Burnout is an organizational problem, not a personal failing, so shift your focus to this one thing.
Fam Pract Manag. 2026;33(1):4
“So what are you smoking for Christmas, Doc?” Those were the first words out of the mouth of one of my patients this morning. John (not his real name) has been my patient for more than 20 years, and he and I both have a shared love for smoking meat. I talked about my Thanksgiving smoked turkey; he talked about his smoked chuck-roast tacos. Back and forth we went for a few minutes until finally we moved on to his office visit.
I walked out of the exam room some 30 minutes later with what could best be described as an internal smile — a sense of satisfaction and accomplishment, an honoring of my commitment to medicine. It’s the exact opposite of what one physician recently described in an online family medicine forum: “I dread coming to work most mornings. I put on an act all day for patients and seem interested in how they are doing, but inside I really could not care less.”
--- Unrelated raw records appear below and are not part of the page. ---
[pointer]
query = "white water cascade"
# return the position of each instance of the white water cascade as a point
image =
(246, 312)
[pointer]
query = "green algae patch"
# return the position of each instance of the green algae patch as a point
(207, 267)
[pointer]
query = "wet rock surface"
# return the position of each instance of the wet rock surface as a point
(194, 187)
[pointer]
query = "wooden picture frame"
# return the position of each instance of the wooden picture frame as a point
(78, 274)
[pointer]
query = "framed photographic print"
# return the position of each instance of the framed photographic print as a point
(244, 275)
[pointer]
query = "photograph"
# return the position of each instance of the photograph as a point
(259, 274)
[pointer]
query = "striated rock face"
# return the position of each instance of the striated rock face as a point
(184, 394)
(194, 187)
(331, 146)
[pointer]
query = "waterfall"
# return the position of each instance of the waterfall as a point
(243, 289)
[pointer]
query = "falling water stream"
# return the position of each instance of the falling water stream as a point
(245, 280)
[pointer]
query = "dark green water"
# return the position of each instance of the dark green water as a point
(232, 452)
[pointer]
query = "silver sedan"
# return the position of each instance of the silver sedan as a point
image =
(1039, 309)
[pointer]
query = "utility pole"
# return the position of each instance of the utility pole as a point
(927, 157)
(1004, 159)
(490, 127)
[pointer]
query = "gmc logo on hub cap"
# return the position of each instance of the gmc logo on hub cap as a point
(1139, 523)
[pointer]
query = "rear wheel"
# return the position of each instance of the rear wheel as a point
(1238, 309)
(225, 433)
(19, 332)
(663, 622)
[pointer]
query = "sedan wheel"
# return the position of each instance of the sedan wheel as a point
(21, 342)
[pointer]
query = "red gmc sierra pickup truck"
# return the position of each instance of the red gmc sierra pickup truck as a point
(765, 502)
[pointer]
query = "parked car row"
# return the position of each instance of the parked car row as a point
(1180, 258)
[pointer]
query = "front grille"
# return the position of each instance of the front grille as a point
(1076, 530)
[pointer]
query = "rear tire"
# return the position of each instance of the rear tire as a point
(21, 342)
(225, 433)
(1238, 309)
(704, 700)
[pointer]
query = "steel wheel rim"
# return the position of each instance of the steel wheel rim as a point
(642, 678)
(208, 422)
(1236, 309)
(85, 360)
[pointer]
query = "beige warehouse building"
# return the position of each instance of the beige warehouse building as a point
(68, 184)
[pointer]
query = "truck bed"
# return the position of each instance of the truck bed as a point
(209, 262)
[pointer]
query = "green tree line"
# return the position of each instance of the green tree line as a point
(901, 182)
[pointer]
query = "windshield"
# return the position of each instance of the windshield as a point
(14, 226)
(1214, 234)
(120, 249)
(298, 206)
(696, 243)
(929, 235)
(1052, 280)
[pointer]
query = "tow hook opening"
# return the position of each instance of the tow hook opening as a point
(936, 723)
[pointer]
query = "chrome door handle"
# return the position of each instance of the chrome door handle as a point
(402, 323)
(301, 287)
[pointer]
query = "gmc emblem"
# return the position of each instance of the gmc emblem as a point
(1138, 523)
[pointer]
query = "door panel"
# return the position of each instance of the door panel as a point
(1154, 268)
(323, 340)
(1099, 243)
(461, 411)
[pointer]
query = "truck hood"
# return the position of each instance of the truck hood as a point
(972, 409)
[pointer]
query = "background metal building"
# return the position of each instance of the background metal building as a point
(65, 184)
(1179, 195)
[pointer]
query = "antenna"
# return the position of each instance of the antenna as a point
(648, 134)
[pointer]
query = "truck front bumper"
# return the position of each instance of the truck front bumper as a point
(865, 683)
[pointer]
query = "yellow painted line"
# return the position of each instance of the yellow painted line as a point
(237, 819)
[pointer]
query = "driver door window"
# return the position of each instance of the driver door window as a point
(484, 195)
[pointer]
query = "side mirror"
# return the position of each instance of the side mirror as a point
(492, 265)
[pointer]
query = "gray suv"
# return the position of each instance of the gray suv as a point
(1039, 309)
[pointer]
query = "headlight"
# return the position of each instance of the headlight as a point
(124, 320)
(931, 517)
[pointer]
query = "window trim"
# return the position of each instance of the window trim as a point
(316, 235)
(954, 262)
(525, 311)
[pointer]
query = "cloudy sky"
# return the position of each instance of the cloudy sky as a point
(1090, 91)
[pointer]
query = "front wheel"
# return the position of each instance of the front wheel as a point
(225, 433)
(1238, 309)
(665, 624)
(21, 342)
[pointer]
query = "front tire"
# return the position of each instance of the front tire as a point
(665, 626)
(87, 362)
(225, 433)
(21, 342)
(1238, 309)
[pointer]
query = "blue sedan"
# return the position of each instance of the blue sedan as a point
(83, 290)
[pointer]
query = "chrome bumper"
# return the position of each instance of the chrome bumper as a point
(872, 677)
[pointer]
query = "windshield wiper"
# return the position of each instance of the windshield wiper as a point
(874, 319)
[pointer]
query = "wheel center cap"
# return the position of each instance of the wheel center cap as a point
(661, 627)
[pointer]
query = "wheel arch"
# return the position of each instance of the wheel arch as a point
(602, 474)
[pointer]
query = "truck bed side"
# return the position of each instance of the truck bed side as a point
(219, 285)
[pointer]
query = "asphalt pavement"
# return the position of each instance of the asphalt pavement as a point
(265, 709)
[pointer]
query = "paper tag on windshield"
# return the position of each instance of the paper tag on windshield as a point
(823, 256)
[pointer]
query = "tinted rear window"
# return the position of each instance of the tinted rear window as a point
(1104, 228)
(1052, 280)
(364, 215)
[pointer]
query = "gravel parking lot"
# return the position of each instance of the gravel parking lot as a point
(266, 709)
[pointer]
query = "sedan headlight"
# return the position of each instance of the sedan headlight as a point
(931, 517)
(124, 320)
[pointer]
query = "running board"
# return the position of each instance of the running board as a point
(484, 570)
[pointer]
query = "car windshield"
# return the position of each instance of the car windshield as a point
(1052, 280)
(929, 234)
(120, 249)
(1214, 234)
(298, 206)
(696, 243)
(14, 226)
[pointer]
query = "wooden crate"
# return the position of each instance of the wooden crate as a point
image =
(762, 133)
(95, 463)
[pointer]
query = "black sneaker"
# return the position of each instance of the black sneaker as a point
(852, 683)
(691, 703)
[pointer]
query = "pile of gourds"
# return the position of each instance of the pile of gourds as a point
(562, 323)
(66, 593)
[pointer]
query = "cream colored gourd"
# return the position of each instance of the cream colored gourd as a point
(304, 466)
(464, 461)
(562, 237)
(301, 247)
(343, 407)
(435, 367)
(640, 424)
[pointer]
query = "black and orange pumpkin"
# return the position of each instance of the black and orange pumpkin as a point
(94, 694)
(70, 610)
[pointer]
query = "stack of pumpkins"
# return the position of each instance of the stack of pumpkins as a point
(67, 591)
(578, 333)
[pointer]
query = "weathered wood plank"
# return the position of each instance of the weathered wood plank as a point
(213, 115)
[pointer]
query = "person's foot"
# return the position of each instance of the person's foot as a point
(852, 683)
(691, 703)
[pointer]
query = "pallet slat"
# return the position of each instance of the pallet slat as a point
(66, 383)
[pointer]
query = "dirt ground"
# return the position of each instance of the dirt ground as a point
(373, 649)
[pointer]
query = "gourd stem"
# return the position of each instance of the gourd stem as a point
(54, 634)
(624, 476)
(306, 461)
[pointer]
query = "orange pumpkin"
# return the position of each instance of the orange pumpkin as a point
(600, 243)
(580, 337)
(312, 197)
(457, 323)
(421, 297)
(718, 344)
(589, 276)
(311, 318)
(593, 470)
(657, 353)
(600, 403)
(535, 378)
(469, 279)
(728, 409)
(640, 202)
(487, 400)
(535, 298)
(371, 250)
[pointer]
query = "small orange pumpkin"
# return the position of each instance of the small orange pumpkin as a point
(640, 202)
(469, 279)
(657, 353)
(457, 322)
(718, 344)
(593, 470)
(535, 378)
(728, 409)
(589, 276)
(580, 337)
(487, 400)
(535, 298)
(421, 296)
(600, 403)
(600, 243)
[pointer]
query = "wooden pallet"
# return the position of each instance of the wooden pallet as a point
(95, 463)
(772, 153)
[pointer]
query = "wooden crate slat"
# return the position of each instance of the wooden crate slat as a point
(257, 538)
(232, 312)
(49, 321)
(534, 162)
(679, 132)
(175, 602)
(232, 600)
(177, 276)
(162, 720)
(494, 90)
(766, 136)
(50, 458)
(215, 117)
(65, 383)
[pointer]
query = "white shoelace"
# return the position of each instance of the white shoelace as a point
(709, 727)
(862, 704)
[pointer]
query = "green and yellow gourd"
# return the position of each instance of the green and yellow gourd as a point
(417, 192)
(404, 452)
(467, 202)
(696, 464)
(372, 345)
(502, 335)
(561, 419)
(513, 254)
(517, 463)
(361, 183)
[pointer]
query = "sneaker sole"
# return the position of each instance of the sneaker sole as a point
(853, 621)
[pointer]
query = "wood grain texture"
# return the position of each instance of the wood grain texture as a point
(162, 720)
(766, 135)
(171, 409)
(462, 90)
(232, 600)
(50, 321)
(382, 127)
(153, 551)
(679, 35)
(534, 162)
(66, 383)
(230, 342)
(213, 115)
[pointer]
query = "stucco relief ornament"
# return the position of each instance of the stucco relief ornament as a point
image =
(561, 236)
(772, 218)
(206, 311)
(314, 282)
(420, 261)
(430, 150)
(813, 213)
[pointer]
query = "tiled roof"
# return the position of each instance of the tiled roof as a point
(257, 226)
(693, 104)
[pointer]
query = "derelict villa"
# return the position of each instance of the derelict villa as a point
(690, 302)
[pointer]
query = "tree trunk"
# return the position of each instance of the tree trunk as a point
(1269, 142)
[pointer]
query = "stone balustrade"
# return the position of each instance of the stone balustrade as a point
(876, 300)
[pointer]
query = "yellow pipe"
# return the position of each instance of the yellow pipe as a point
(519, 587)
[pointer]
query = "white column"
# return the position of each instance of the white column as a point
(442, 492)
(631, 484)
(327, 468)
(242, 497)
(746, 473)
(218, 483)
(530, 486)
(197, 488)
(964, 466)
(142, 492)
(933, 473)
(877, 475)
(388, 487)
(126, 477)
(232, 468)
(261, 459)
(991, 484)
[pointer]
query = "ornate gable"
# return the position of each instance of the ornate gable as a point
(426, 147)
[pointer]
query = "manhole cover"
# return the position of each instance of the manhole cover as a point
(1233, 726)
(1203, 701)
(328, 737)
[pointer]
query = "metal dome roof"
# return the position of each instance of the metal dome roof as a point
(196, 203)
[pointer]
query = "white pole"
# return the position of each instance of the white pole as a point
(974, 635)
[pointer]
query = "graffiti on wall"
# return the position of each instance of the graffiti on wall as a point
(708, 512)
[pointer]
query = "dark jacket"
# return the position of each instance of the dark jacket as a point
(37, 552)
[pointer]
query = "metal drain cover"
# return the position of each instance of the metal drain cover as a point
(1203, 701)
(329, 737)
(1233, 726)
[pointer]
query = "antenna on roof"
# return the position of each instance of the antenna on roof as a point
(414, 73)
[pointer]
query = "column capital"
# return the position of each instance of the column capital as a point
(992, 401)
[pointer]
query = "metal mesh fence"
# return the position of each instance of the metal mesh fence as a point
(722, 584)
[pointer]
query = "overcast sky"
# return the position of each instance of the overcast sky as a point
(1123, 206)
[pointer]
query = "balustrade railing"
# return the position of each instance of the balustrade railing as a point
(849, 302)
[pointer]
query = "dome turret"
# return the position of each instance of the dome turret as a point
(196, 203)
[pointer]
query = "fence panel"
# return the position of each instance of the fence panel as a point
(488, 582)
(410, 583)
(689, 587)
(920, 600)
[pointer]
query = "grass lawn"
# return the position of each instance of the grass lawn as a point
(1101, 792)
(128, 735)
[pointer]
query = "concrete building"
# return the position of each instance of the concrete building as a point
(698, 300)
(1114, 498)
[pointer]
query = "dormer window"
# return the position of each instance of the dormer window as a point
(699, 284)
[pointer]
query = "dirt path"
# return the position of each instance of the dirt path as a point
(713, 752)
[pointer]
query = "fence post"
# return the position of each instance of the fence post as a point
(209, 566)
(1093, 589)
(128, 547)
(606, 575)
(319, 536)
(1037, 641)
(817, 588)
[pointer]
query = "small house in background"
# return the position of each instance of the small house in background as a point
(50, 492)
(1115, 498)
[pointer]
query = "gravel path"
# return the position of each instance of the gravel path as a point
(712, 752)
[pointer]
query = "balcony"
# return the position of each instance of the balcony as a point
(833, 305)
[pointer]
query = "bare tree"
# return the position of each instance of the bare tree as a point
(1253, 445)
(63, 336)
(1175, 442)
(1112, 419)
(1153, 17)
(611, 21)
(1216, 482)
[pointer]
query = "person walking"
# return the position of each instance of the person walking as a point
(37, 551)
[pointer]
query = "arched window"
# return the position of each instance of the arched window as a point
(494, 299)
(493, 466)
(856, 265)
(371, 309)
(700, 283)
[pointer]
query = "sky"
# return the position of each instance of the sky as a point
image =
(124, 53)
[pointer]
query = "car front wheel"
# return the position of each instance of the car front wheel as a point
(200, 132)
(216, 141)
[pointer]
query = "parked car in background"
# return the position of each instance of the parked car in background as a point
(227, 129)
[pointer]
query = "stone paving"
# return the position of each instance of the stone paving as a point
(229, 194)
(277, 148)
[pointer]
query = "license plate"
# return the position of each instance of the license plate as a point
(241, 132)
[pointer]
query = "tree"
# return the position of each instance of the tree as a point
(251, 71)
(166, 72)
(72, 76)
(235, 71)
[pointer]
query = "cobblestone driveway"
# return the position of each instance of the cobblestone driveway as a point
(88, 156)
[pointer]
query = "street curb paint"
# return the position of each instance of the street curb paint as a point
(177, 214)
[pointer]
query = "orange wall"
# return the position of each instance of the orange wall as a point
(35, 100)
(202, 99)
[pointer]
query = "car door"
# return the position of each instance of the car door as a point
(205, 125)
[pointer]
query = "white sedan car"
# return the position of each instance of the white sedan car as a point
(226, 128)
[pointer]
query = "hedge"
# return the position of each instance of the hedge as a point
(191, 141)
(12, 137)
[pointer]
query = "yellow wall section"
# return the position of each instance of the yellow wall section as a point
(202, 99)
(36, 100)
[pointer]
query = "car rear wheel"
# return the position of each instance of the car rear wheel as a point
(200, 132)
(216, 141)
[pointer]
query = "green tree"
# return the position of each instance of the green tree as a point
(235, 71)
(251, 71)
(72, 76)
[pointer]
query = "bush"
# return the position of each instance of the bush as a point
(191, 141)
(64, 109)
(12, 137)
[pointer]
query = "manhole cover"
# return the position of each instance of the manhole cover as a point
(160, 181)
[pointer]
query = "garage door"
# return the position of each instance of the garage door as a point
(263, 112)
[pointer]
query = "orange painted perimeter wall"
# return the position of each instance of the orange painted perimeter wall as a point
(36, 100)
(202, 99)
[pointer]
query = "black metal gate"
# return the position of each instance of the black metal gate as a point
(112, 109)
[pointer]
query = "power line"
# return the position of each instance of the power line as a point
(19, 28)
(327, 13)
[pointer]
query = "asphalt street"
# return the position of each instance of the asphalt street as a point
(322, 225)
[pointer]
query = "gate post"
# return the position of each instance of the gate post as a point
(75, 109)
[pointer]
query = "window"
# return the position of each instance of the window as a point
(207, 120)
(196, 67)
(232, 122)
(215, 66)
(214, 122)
This online stranger made my heart sink. They were experiencing burnout to a major degree.
THE REALITIES OF PRIMARY CARE: ESSENTIAL BUT STRAINED
In 2022, the American Heart Association (AHA) updated their concept of the eight things necessary for cardiovascular health (CVH), called Life’s Essential 8 (LE8).1 It’s a great foundation for keeping patients healthy, and it’s the same stuff we as primary care physicians talk to our patients about every day: eat healthier, get more exercise, stop smoking, manage weight, control cholesterol, manage blood sugar, manage blood pressure, and get healthy sleep. So it wasn’t surprising that in 2024 the AHA specifically called out the essential role of primary care: “Because of its central role in patient care and health care delivery, primary care is ideally positioned to help people achieve optimal CVH through LE8.”2
What was surprising was that the AHA identified burnout in primary care as a major challenge, saying “the complexity of disease, alongside technological and administrative burdens and pressure to see more patients in less time, has strained the primary care workforce.” They went on to point out that the solution requires system-level and policy-level changes.
If I put myself in the shoes of my burned-out internet colleague, the idea that things can only get better when politicians and administrators fix the system could feel disheartening. But I would encourage my fellow physician to flip that framework around and realize that burnout is an organizational problem, not a personal failing.3 There is an interplay between moral injury and burnout4 when our incredible desire to take care of our patients grinds against the friction of “The System.”
SO WHAT CAN WE DO?
One strategy for avoiding burnout is to get very granular and focus on building relationships with individual patients. Meaningful interactions with patients, which often are based on non-medical topics, have been shown to help with burnout.5 That conversation I had with John about smoking meat, while innocuous, was a powerful part of my burnout shield. To my colleagues who are feeling burned out, my advice is to find a connection to your patient. Figure out a way to bond with them, even if it’s just for a few moments a few times a year. The secret sauce to all of this comes back to the reason we all entered this profession: our patients.